Un seul article est consacré au schéma national d’orientation et ne permettra pas de pallier les difficultés chroniques dans les services publics régaliens ou de garantir des solutions d’hébergement d’urgence effectives.

De même, l’absence de dispositions contraignantes relatives à la question des futurs réfugiés climatiques, tout comme le nombre limité des mesures relatives à l’intégration sont symptomatiques de la faiblesse de la démarche prospective que j’évoquais précédemment.

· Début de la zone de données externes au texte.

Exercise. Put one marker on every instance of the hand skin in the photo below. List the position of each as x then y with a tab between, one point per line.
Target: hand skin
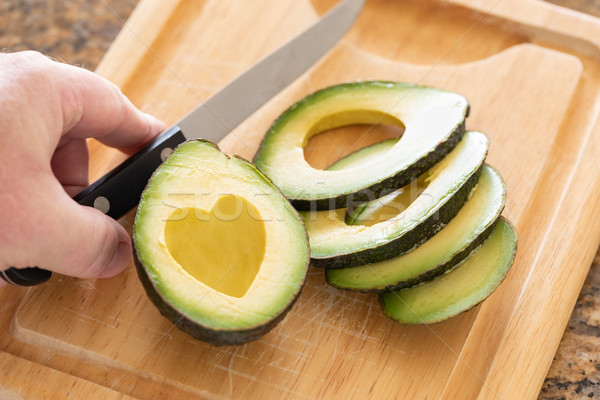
47	109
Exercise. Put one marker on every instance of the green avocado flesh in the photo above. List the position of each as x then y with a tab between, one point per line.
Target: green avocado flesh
442	191
433	122
460	289
218	248
467	230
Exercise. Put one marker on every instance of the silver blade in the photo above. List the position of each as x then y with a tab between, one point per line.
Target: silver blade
226	109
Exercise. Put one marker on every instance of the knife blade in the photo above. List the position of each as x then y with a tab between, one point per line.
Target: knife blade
119	190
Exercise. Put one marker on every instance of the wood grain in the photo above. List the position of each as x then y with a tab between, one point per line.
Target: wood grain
534	95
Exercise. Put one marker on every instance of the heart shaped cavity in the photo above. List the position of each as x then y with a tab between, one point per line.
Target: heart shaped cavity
222	248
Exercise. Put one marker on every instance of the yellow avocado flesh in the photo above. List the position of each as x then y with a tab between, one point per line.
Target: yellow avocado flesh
281	155
223	247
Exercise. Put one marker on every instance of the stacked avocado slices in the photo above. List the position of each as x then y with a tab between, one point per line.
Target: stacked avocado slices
222	245
416	219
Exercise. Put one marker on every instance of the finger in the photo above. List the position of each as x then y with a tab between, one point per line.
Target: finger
70	165
95	107
74	240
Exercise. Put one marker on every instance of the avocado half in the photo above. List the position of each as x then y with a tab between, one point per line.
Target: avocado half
433	122
219	250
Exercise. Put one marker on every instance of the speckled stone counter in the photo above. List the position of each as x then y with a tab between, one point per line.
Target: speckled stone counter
80	31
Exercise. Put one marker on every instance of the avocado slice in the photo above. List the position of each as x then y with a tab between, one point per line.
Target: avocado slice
433	120
447	185
460	289
466	231
219	250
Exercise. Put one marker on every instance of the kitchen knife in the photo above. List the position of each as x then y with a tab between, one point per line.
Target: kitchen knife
119	190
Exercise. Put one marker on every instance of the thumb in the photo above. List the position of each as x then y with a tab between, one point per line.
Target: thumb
79	241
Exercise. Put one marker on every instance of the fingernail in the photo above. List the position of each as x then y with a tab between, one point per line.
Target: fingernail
157	123
119	262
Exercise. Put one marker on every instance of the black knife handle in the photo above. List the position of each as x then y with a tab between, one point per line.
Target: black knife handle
119	190
114	194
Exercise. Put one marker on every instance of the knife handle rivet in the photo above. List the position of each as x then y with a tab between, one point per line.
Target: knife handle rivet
101	203
166	152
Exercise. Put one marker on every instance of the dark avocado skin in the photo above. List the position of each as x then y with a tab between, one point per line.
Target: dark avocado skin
432	273
387	185
199	332
385	311
422	232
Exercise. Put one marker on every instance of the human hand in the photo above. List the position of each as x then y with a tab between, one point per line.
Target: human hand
47	109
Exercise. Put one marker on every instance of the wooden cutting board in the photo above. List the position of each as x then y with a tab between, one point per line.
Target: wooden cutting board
531	73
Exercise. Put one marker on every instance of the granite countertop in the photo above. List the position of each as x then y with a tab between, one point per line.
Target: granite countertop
80	31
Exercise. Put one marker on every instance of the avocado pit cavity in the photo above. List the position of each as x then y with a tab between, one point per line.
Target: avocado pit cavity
222	248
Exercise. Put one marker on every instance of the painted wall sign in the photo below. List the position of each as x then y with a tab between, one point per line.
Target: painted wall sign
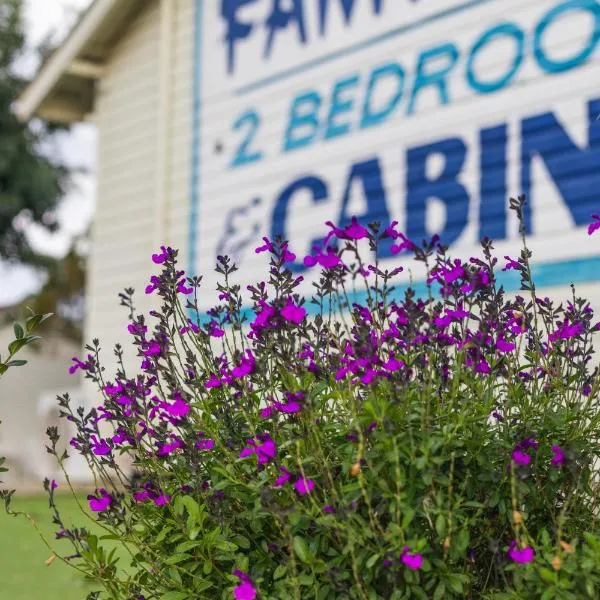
429	112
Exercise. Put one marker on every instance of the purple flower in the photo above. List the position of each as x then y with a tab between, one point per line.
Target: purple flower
413	560
594	225
152	348
101	502
205	443
566	331
511	264
154	283
182	289
559	458
520	457
215	330
78	365
304	486
99	447
265	448
162	499
246	366
327	261
293	313
169	448
283	478
504	346
141	495
213	381
245	590
179	408
159	259
520	555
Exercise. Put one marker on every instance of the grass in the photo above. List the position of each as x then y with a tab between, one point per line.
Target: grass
23	572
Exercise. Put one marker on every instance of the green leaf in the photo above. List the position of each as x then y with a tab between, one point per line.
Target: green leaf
371	562
175	596
439	591
280	571
176	558
301	549
16	363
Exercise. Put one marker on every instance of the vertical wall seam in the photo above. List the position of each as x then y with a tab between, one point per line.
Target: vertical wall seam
196	122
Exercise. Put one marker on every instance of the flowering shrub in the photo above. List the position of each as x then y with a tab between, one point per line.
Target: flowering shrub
383	446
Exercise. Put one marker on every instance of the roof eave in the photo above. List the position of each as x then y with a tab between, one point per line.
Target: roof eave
66	60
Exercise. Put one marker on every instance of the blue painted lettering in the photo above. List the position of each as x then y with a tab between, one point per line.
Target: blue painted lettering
340	106
236	30
372	116
574	170
280	19
492	182
503	30
438	77
304	116
446	187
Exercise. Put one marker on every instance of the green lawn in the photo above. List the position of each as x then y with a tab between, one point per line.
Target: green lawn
23	572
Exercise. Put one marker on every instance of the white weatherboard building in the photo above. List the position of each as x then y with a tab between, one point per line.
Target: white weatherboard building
220	121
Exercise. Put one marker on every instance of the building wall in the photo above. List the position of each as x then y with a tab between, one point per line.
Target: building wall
129	225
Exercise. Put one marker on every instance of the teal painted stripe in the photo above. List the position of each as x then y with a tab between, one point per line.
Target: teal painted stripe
545	275
378	39
196	123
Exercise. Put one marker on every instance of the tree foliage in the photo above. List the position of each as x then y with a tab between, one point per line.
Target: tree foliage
31	184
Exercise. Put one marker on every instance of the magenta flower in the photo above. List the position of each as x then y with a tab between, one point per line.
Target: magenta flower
79	365
283	478
304	486
327	261
559	458
205	443
215	330
392	364
179	408
152	348
182	289
566	331
154	283
504	346
520	457
162	499
141	495
511	264
99	447
171	447
101	502
293	313
265	448
159	259
246	366
406	244
520	555
245	590
594	225
413	560
213	381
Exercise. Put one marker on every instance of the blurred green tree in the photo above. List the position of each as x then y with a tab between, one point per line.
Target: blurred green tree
32	183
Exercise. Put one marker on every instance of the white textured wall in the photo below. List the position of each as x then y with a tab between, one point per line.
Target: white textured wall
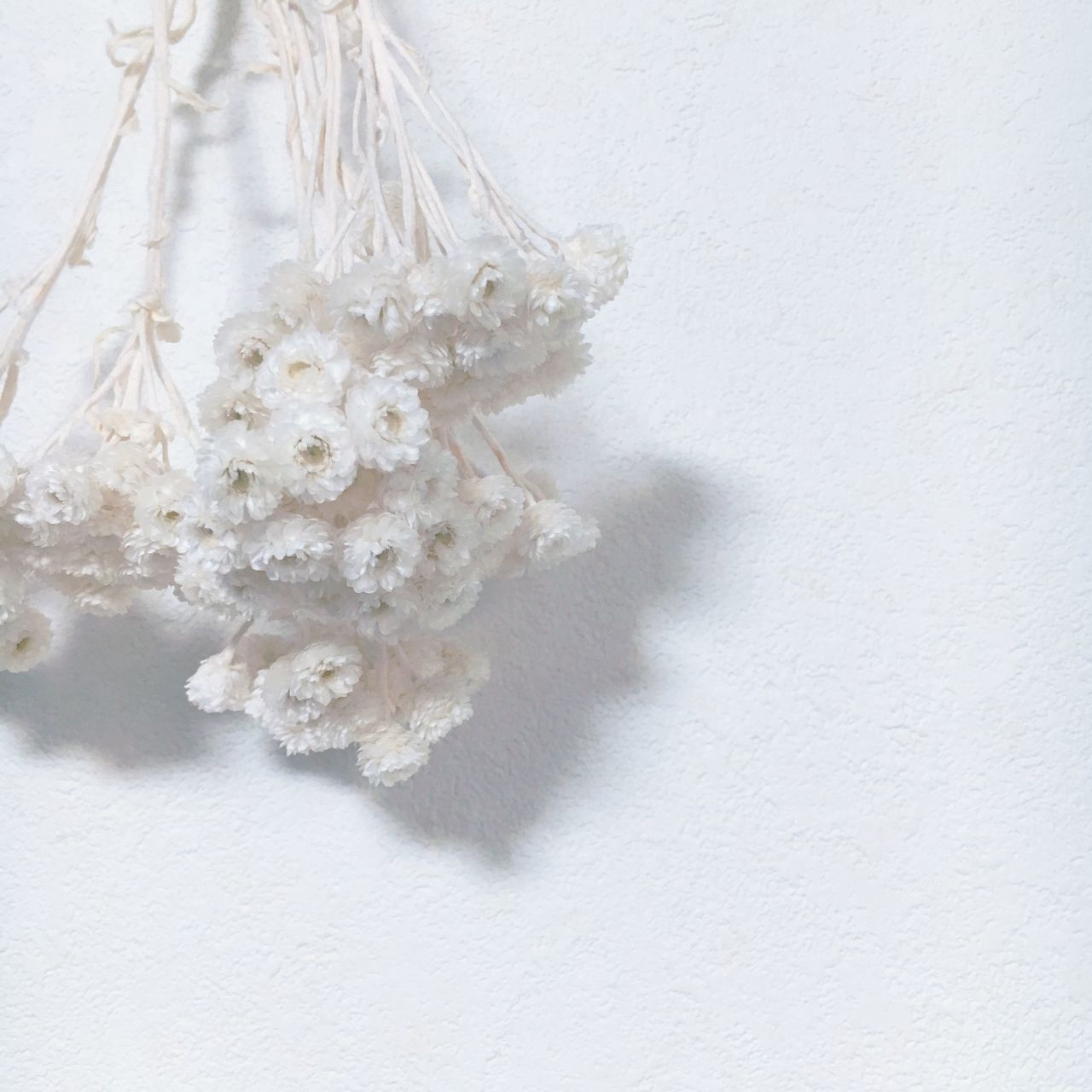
787	787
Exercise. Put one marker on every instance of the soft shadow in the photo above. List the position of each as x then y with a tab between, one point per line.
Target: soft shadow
217	78
564	644
116	690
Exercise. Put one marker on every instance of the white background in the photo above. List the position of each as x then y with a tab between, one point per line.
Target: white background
787	787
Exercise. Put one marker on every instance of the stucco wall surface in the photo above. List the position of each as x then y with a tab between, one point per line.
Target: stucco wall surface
787	787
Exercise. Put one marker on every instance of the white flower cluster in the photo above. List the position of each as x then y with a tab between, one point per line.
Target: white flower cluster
96	526
331	499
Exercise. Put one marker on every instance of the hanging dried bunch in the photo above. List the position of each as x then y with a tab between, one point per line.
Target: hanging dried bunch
338	512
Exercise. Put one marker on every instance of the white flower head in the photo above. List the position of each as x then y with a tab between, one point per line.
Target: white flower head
125	468
315	444
423	491
483	282
386	421
496	503
150	562
385	615
448	600
221	683
439	700
61	491
136	426
449	541
553	533
306	367
226	594
340	723
206	541
424	362
390	755
295	293
24	640
293	549
226	402
12	592
244	342
566	363
375	293
160	506
557	292
601	254
238	475
297	688
380	552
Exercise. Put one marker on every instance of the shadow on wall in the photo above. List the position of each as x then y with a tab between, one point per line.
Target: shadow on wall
116	690
564	644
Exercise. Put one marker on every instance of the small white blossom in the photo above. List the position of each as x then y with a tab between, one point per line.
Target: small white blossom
225	402
136	426
306	367
557	292
386	614
552	533
423	491
61	491
244	342
496	502
150	562
12	592
380	552
238	475
160	506
326	671
449	542
293	549
375	293
315	444
421	361
386	421
293	293
125	468
448	600
221	683
601	254
390	755
484	282
24	640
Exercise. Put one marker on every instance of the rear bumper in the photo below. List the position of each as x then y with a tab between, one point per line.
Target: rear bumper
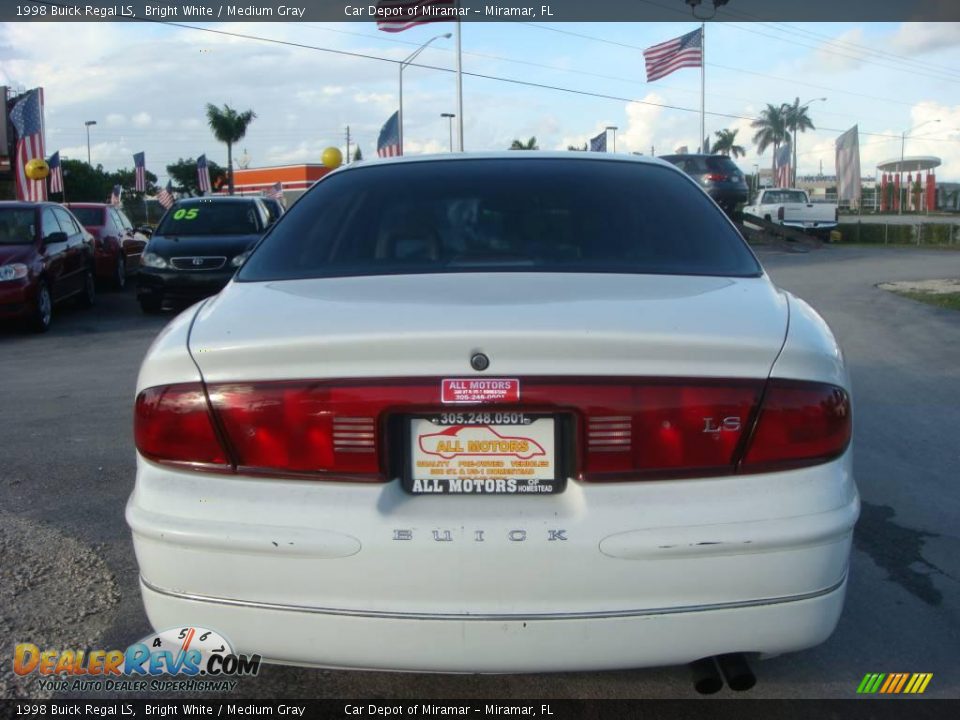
727	196
105	264
598	577
17	299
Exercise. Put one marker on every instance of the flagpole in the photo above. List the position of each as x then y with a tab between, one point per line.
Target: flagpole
459	88
703	85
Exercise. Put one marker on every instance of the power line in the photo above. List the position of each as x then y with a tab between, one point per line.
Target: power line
731	68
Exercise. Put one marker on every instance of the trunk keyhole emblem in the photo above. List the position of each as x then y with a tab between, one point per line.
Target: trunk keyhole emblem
479	362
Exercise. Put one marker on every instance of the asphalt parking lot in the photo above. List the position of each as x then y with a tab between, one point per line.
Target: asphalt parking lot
68	576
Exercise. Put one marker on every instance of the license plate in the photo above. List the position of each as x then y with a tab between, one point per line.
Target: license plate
483	453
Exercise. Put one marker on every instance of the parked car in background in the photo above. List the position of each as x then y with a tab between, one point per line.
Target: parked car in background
117	243
491	413
718	175
197	247
46	257
792	208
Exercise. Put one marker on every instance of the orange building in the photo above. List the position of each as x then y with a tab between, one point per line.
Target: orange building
295	179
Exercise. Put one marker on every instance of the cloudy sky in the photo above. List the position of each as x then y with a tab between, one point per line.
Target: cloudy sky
146	85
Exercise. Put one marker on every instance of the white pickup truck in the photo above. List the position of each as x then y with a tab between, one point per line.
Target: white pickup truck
790	207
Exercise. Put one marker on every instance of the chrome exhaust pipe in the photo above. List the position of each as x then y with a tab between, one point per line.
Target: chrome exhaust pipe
736	671
706	677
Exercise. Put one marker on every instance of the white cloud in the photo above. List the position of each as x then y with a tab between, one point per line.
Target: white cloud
837	55
918	38
642	124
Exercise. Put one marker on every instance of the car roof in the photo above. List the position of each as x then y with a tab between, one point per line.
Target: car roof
510	155
217	198
28	204
704	155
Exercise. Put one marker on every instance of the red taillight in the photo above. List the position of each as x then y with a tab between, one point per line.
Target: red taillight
612	429
301	428
799	424
172	424
657	429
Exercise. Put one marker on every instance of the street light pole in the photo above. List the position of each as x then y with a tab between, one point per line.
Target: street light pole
410	58
88	123
614	128
796	119
903	143
450	117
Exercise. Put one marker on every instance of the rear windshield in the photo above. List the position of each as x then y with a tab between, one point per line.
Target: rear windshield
699	164
491	215
17	226
91	217
783	196
210	218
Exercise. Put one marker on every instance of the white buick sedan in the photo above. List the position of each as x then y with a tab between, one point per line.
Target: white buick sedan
497	413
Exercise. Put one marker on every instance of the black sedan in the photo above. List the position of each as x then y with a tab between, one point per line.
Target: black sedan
196	249
718	175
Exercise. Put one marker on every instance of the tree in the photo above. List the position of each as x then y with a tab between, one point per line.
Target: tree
797	121
531	144
184	176
228	127
772	130
726	144
84	183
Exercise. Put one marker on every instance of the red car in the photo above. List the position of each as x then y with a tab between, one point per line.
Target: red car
117	244
45	256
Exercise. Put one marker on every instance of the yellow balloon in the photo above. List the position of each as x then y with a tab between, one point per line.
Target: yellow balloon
37	169
332	158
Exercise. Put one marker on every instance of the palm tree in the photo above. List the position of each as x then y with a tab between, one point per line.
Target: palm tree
798	121
726	144
531	144
229	127
772	130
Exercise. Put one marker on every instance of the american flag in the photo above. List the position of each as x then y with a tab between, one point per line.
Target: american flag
275	191
203	174
684	51
56	173
400	15
782	164
165	196
27	119
140	168
388	143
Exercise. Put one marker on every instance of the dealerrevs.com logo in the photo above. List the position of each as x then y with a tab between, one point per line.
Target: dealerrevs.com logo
184	659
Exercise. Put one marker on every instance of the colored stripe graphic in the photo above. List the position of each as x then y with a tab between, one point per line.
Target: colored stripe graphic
894	683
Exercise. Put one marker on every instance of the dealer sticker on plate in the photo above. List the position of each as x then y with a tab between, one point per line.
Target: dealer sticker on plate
483	453
472	391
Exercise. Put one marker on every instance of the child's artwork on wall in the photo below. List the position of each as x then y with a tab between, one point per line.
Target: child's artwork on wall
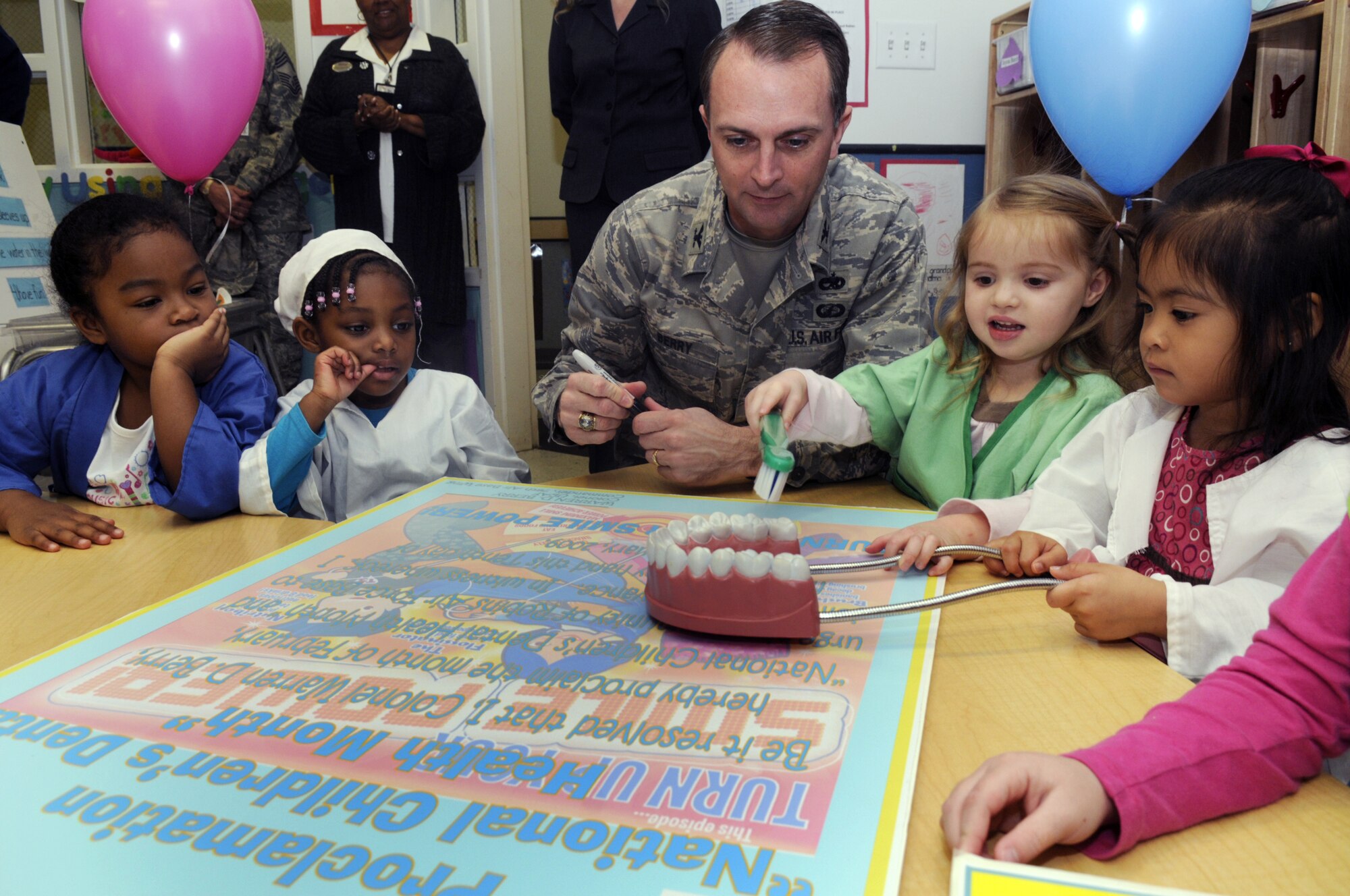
938	191
461	693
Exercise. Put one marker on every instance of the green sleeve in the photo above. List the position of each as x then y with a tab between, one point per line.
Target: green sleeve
890	392
1096	393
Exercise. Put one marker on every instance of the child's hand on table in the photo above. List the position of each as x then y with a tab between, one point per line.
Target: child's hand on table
1035	801
199	352
1025	554
784	392
916	544
1110	603
338	373
49	526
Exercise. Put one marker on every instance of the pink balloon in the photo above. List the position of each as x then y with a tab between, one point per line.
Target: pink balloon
182	78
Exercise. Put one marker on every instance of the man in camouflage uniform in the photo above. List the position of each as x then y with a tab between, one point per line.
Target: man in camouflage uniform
668	300
254	188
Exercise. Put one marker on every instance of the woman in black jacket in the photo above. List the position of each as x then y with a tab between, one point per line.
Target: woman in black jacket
624	83
394	115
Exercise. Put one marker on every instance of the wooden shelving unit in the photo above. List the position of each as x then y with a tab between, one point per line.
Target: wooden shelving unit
1313	41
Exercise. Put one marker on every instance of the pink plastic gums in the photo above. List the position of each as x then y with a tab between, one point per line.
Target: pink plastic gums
735	605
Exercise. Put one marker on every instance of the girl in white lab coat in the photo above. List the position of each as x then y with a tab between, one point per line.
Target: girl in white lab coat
369	427
1201	496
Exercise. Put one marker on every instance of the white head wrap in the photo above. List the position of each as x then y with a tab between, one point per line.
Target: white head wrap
311	260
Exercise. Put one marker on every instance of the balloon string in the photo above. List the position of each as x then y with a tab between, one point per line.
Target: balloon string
230	210
230	207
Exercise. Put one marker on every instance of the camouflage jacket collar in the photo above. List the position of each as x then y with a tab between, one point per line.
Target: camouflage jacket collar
708	231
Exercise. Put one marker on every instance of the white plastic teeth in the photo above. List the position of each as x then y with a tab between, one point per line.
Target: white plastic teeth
677	549
754	565
699	562
657	544
740	526
722	526
676	561
782	530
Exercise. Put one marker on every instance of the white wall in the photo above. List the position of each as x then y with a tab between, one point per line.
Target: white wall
932	106
943	106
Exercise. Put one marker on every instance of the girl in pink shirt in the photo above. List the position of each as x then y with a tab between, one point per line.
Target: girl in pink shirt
1244	737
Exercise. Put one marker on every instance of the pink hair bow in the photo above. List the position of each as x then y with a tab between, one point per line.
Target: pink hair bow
1330	167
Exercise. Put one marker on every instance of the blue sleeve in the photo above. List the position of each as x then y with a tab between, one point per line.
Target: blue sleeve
26	403
237	410
291	446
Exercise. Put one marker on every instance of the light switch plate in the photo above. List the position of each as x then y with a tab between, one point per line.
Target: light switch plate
907	45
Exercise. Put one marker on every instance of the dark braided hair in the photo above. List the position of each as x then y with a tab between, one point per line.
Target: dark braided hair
92	233
337	281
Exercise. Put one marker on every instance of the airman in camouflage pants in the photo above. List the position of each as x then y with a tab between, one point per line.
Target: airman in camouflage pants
254	188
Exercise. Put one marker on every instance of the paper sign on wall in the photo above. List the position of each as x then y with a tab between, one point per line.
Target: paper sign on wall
26	225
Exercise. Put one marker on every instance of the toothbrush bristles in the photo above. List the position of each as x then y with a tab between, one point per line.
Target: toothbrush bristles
769	484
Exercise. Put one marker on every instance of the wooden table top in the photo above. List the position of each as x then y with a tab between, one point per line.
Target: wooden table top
1009	675
160	555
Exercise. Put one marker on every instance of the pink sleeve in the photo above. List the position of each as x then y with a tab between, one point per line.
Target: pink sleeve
1249	732
831	415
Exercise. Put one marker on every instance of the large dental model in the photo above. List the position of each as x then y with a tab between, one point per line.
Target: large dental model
732	576
746	577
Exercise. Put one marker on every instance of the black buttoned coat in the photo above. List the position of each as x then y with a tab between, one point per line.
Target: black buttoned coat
628	98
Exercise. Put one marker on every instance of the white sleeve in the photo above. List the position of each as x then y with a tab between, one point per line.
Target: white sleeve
831	415
1212	624
256	482
1004	515
254	477
488	453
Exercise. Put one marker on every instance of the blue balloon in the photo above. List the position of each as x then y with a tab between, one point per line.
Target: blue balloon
1129	84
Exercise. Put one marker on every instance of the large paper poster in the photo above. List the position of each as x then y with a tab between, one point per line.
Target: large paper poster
461	693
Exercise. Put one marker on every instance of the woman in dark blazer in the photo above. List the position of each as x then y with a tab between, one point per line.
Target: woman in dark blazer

Ce texte ne présente pas davantage de solutions pour lutter contre la traite d’êtres humains à laquelle se livrent les passeurs.

Nous proposerons donc une série d’amendements, visant plusieurs objectifs.

L’amélioration de la protection des mineurs, même accompagnés. Une réflexion pourrait s’ouvrir sur les moyens d’offrir un accueil plus adapté aux mineurs isolés étrangers et sur les possibilités de recourir, pour eux, à l’adoption.

La facilitation du codéveloppement. Le but serait de faire émerger des alternatives politiques partout où les États vacillent.

D’autres amendements, inspirés de nos visites et de nos auditions, tendront à garantir une plus grande qualité d’interprétariat et à mieux répartir les différents publics en centre de rétention administrative.

Enfin, nous proposerons de confier un rôle plus important aux élus locaux dans la procédure de régularisation administrative, eux qui sont souvent les premiers témoins de la volonté d’intégration de chacun. À titre d’illustration, je suggère la création d’un office des migrations à Saint-Martin, pour mieux coordonner la délivrance des titres de séjour et de travail.

Mes chers collègues, je reste convaincu que notre pays, sixième puissance économique mondiale, dispose des ressources intellectuelles et matérielles pour mieux répondre aux défis posés par ce siècle, pour entraîner avec lui ses partenaires européens et influer sur le reste du monde.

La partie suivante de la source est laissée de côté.